Learned and followed: "Handbook of Expectations for Patients in Adult Mental Health 'Gen B'". (ie. do not: have pointy things, ropey things or drugs --do: attend and participate in all groups/meals/exercise, take all meds, be considerate of others, see your psychiatrist ever day, etc.) CHECK!
Message to myself - I will be fixed!
Attend 8 week adult day treatment program from 9-2 or 3 every day and see therapist once a week and psychiatrist when requested! Participate! Take notes! Learn! CHECK, CHECK, CHECK, CHECK!
Message to myself - Wow I have a lot more issues than I thought ....but I have 8 weeks to get my shit together. Who wouldn't kill for 8 weeks of self-reflection? Don't waste it! FOCUS!!! Tick-Tock for goodness sake!!!
Attend 8 week aftercare program once a week and see therapist every other week. CHECK!
Message to myself: Sheesh really? This once a week thing is really getting in the way of my housecleaning, gardening, knitting, more cleaning, painting, grocery shopping, relaxing, baking, cooking, running errands, checking my e-mail, making lunches---how did I ever have a job and do all this stuff? I can't have a job and do all this stuff!!! I can barely get all this stuff done as it is??? And I am not really even doing any of it all that well--I mean after all I didn't get the muffins made and I didn't take those items to the donation box and I was going to clean out the fridge and pantry today --OMG I am such a loser!

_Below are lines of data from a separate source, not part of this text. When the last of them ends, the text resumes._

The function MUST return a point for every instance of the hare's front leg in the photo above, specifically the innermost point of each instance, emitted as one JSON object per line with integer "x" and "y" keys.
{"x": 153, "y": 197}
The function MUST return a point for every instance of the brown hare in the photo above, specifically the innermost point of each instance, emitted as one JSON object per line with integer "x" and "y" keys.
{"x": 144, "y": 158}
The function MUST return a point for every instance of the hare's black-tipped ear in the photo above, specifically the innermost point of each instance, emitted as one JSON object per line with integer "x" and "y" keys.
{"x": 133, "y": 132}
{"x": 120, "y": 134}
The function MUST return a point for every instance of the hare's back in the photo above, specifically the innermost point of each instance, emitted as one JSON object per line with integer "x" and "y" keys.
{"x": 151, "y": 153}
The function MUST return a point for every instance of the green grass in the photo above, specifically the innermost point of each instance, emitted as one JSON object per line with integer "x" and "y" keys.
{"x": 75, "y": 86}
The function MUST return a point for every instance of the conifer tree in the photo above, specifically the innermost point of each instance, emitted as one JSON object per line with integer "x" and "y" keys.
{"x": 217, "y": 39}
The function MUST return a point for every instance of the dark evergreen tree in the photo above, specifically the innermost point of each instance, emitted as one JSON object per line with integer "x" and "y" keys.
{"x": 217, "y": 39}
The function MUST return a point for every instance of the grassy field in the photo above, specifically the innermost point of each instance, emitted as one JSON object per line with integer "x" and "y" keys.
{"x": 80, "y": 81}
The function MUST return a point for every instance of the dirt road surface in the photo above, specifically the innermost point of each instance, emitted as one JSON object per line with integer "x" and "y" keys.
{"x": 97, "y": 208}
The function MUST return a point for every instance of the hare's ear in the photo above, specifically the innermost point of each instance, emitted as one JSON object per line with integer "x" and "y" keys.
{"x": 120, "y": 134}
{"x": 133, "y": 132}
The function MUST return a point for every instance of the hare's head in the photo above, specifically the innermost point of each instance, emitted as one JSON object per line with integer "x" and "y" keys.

I can't do anything right even when I have all day? I can't even GET BETTER ---even with all the help I have had I feel like I would rather just pack it all in..what's the use anyway....
So here I am. I have overscheduled my "recovery time" in an attempt to appear: successful (after all you don't want to look like a failure after all that time and help); valuable (my spouse goes to work each day--I "should" be able to handle absolutely everything else --along with new projects without any hiccups); useful (when I was working I had a purpose---what exactly is my purpose now? what am I supposed to be doing each day? There has to be a "right" answer!
And this Monday, when I saw for the first time since November, the psychiatrist who treated me while in hospital five months earlier, I acknowledged my "failure" to be "fixed" between bouts of sobbing and hyperventilating. Six weeks ago I thought this was going to be an appointment where I set my "back to work" schedule.....
I will spend some time trying to understand the high expectations I put on myself and read some from the books on my nightstand. I still find it very difficult to take in and retain anything I read (including fiction and simple instructions) so it will be slow going. (There it is again, that belief that if I just this is just a matter of applying myself---but I have to apply myself right? I'm not magically going to wake up being able to balance it all?)
Maybe the concept of balance is the real problem. Maybe it is like a juggling act---a small--non-professional juggling act where you only have 2 or 3 balls going...not my usual 12 or 14.
Is balance realistic today or is it a bygone concept?